Mathisen, who's been fishing on the Grand Banks since 1991, said this past week that there's never been more cod outside the 200-mile limit in such fishing zones as the Flemish Cap.

"A longliner can fish up to 70,000/lbs a day out of the Flemish Cap and east side of (fishing zones) 3L and 3N," he said, adding halibut is stronger than ever, along with herring, tuna, swordfish, and sharks.

Mathisen said a longliner — which uses thousands of hooks to catch fish — “can never kill a stock," although he himself was issued two "notices of infringement" in September for illegal fishing,

He also said that 'pirate' foreign draggers are destroying the Grand Banks under the nose of Fisheries and Oceans whose enforcement hands are tied because Covid-19 protocols prevent Fishery Officers from boarding and inspecting the ships and their cargo.

Fish are said to grow faster on the southern Grand Banks than further north, and while signs of growth in various commercial stocks are incredibly encouraging, the impulse to pounce on them at the first signs of life must be fought.

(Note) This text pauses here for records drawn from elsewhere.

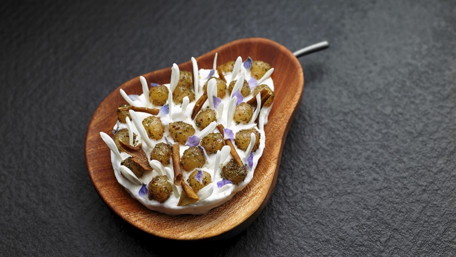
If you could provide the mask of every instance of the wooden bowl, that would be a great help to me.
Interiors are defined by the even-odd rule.
[[[100,132],[112,133],[117,120],[116,110],[126,103],[119,92],[142,93],[138,77],[114,90],[95,111],[85,140],[85,161],[94,186],[103,200],[122,219],[148,233],[164,238],[195,240],[228,238],[244,229],[258,217],[271,197],[276,185],[282,149],[301,101],[304,78],[302,68],[293,54],[269,39],[251,38],[224,45],[196,58],[200,68],[211,69],[214,55],[217,64],[241,56],[261,60],[275,69],[276,95],[268,122],[264,127],[266,145],[250,183],[233,198],[202,215],[172,216],[152,211],[132,198],[118,182],[111,162],[110,151]],[[192,70],[191,62],[179,65],[181,70]],[[171,69],[166,68],[143,75],[148,81],[169,83]]]

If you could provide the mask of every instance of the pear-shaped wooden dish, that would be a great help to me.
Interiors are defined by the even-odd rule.
[[[138,77],[126,82],[110,94],[95,111],[87,129],[85,160],[94,186],[103,200],[124,220],[150,234],[162,238],[194,240],[227,238],[245,229],[258,217],[271,197],[277,178],[282,149],[301,100],[304,87],[302,68],[288,49],[273,41],[251,38],[236,40],[198,58],[200,68],[211,69],[214,55],[217,64],[250,56],[275,69],[276,95],[265,126],[266,146],[250,183],[225,204],[202,215],[172,216],[150,210],[132,198],[117,182],[111,165],[109,149],[100,132],[111,134],[117,120],[116,110],[126,103],[119,93],[142,93]],[[191,62],[179,65],[181,70],[192,70]],[[143,75],[149,82],[169,83],[169,68]]]

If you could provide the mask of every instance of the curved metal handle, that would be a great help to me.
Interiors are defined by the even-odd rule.
[[[328,41],[324,41],[300,49],[293,52],[293,55],[297,58],[302,55],[310,53],[311,52],[313,52],[319,50],[322,50],[325,48],[328,48],[329,46],[329,43],[328,43]]]

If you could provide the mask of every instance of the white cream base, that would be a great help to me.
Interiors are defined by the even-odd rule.
[[[206,78],[208,76],[210,71],[210,70],[209,69],[201,69],[199,70],[199,92],[202,92],[203,86],[207,81],[207,79],[206,79]],[[248,80],[250,79],[251,77],[250,76],[250,72],[246,71],[243,67],[242,68],[240,74],[244,75],[244,77],[245,77],[245,80],[247,81],[248,81]],[[216,71],[214,76],[217,77],[218,76],[218,74],[217,74]],[[238,76],[239,76],[239,75]],[[231,81],[230,74],[228,73],[225,75],[225,77],[227,81],[228,81],[228,83],[227,83],[228,86],[229,84],[229,82]],[[202,77],[203,78],[202,79]],[[271,89],[274,90],[274,83],[272,79],[271,78],[266,79],[262,84],[267,85]],[[169,89],[169,85],[167,84],[165,86],[168,86]],[[199,96],[199,95],[196,96],[196,100],[197,100]],[[247,100],[249,100],[253,97],[254,96],[252,95],[252,94],[250,94],[250,95],[247,96],[246,97],[244,98],[244,102],[245,102],[245,101]],[[161,107],[153,105],[152,103],[151,103],[149,106],[146,106],[144,96],[143,95],[141,95],[140,96],[139,98],[139,100],[136,100],[134,102],[135,105],[136,106],[157,108],[160,108]],[[250,129],[254,127],[254,124],[236,125],[236,122],[234,121],[231,122],[230,126],[228,126],[227,125],[227,113],[228,108],[228,101],[229,101],[229,95],[228,93],[228,91],[227,90],[227,95],[225,96],[225,98],[222,99],[222,102],[224,103],[224,105],[223,115],[221,118],[217,120],[217,123],[223,124],[226,128],[229,128],[231,129],[233,131],[233,133],[234,134],[234,135],[236,135],[236,132],[241,130]],[[151,139],[150,139],[152,141],[154,146],[161,142],[166,142],[165,140],[165,137],[167,138],[168,141],[170,143],[173,143],[175,142],[174,140],[169,136],[169,123],[172,121],[182,120],[185,122],[192,125],[196,131],[195,133],[195,135],[200,131],[198,127],[196,126],[195,121],[192,120],[191,118],[192,111],[195,103],[195,101],[190,103],[187,107],[185,113],[182,113],[182,109],[180,108],[180,105],[175,105],[173,103],[170,103],[173,104],[173,106],[171,108],[173,112],[173,113],[171,114],[172,118],[170,117],[169,115],[163,115],[160,117],[162,120],[162,123],[163,124],[163,125],[164,127],[164,135],[163,137],[159,140],[156,140]],[[202,109],[206,108],[208,106],[209,103],[208,103],[208,101],[207,101],[204,105],[203,105],[203,108]],[[206,171],[211,174],[211,177],[212,177],[212,182],[208,186],[206,186],[203,189],[206,190],[207,187],[213,187],[213,191],[212,194],[211,194],[211,196],[207,198],[202,200],[198,201],[195,203],[190,204],[185,206],[177,206],[178,203],[179,202],[179,197],[175,197],[174,194],[173,193],[171,193],[169,198],[163,203],[159,203],[158,202],[155,200],[149,200],[147,196],[146,196],[145,197],[143,197],[139,195],[139,190],[141,189],[141,186],[138,186],[132,183],[121,175],[120,171],[120,162],[119,161],[119,160],[116,157],[115,155],[111,153],[111,162],[113,164],[113,168],[114,170],[114,173],[115,175],[115,177],[119,182],[119,183],[120,183],[120,185],[125,188],[127,191],[130,193],[133,198],[137,199],[138,201],[141,202],[141,204],[151,210],[153,210],[171,215],[185,214],[203,214],[204,213],[206,213],[211,209],[219,206],[229,201],[233,197],[236,193],[242,190],[252,180],[252,178],[253,177],[253,173],[254,172],[255,169],[257,167],[257,165],[258,163],[258,161],[260,157],[262,154],[263,151],[264,149],[265,136],[264,135],[264,132],[262,128],[266,122],[267,122],[267,117],[272,107],[272,105],[267,107],[263,107],[260,113],[259,119],[259,124],[258,124],[258,127],[256,127],[256,129],[260,133],[261,135],[260,140],[260,147],[256,152],[253,153],[253,166],[251,169],[250,169],[248,165],[247,158],[246,157],[244,156],[245,154],[244,151],[239,149],[236,146],[236,145],[234,144],[234,140],[232,140],[233,141],[233,144],[234,145],[235,148],[236,148],[240,157],[241,159],[243,159],[244,164],[246,164],[246,167],[248,171],[247,176],[245,179],[244,179],[244,181],[239,183],[239,184],[238,185],[228,184],[226,185],[222,188],[218,188],[217,186],[217,182],[222,180],[223,178],[221,176],[222,168],[225,164],[229,161],[229,160],[232,159],[232,157],[231,155],[229,156],[223,163],[220,164],[219,167],[217,167],[217,170],[215,172],[215,177],[214,177],[213,168],[210,169],[208,168],[208,166],[210,165],[210,164],[213,164],[214,162],[216,155],[215,154],[209,154],[204,166],[201,169],[198,169],[198,170]],[[138,115],[140,118],[141,118],[142,120],[148,116],[151,116],[150,114],[145,113],[137,112],[137,114]],[[119,124],[119,128],[120,129],[127,128],[126,124]],[[133,132],[136,134],[137,140],[139,141],[139,143],[142,143],[143,149],[146,152],[146,155],[147,156],[147,158],[150,161],[150,153],[152,152],[152,149],[149,148],[146,144],[144,143],[144,142],[142,140],[140,136],[139,136],[139,134],[138,133],[137,130],[135,127],[134,127],[134,125],[133,125],[133,127],[132,128],[132,130],[133,131]],[[214,130],[213,132],[218,133],[219,131],[216,128]],[[188,146],[182,146],[180,145],[180,152],[181,156],[182,156],[183,154],[184,151],[189,147]],[[123,159],[125,159],[125,158],[130,156],[128,154],[123,152],[121,153],[120,154]],[[171,161],[170,160],[170,164],[165,167],[170,168],[171,170],[172,171],[172,161]],[[186,182],[187,181],[187,179],[188,178],[188,176],[190,175],[190,174],[191,173],[191,172],[192,171],[187,172],[182,170],[182,175],[183,178],[185,179]],[[152,180],[152,179],[158,175],[158,173],[155,171],[146,171],[144,172],[144,174],[143,175],[142,177],[138,178],[143,181],[144,184],[148,185],[149,182]],[[169,178],[170,180],[172,181],[174,179],[174,178]],[[180,195],[180,193],[182,190],[181,187],[179,186],[177,186],[177,188]]]

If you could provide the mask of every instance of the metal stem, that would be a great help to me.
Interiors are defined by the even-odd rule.
[[[302,49],[300,49],[293,52],[293,55],[296,57],[299,57],[299,56],[307,54],[308,53],[325,49],[329,46],[329,43],[328,43],[328,41],[324,41],[312,45],[311,46],[309,46],[307,47],[305,47]]]

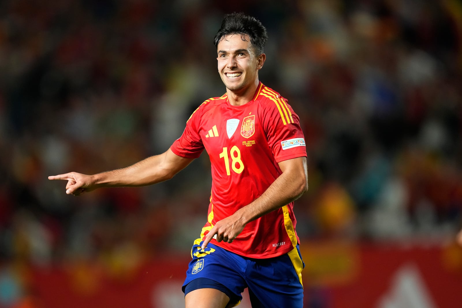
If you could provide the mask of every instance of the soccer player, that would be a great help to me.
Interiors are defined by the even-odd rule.
[[[76,196],[153,184],[171,178],[205,149],[212,193],[183,285],[187,308],[235,307],[246,288],[254,308],[303,306],[293,207],[308,189],[306,150],[287,100],[259,80],[267,38],[255,18],[225,15],[214,43],[226,93],[200,105],[169,150],[122,169],[49,177],[67,180],[66,193]]]

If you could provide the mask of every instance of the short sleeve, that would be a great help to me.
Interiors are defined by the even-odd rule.
[[[286,100],[268,102],[263,109],[264,129],[277,163],[306,157],[305,139],[300,119]]]
[[[173,153],[187,158],[197,158],[204,151],[204,145],[197,128],[200,113],[194,113],[186,122],[183,133],[170,147]]]

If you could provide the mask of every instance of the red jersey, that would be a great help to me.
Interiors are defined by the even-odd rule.
[[[212,193],[199,242],[217,222],[261,195],[281,174],[278,163],[306,156],[298,117],[287,100],[261,82],[254,99],[241,106],[230,104],[226,94],[205,101],[170,149],[188,158],[205,149],[210,157]],[[250,258],[286,254],[298,241],[293,207],[291,202],[249,223],[232,243],[213,242]]]

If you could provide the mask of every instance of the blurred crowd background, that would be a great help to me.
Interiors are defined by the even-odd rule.
[[[267,27],[260,80],[304,132],[302,240],[452,240],[462,227],[460,1],[4,0],[0,306],[20,292],[18,265],[93,260],[115,272],[159,248],[189,253],[206,219],[206,153],[168,182],[78,198],[47,176],[166,151],[225,91],[213,38],[235,11]]]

The management and science must be sound at the very least.

They are not.

Canada may have an incredibly tough enforcement regime in its own waters, but as long as it's practically a fishing free-for-all outside the imaginary line in the water that is the 200-mile limit, it's useless.

Not to mention an insult to the inshore fleets of Newfoundland and Labrador.

And all the sacrifices made by NLers/Canadians over 30 years were in vain.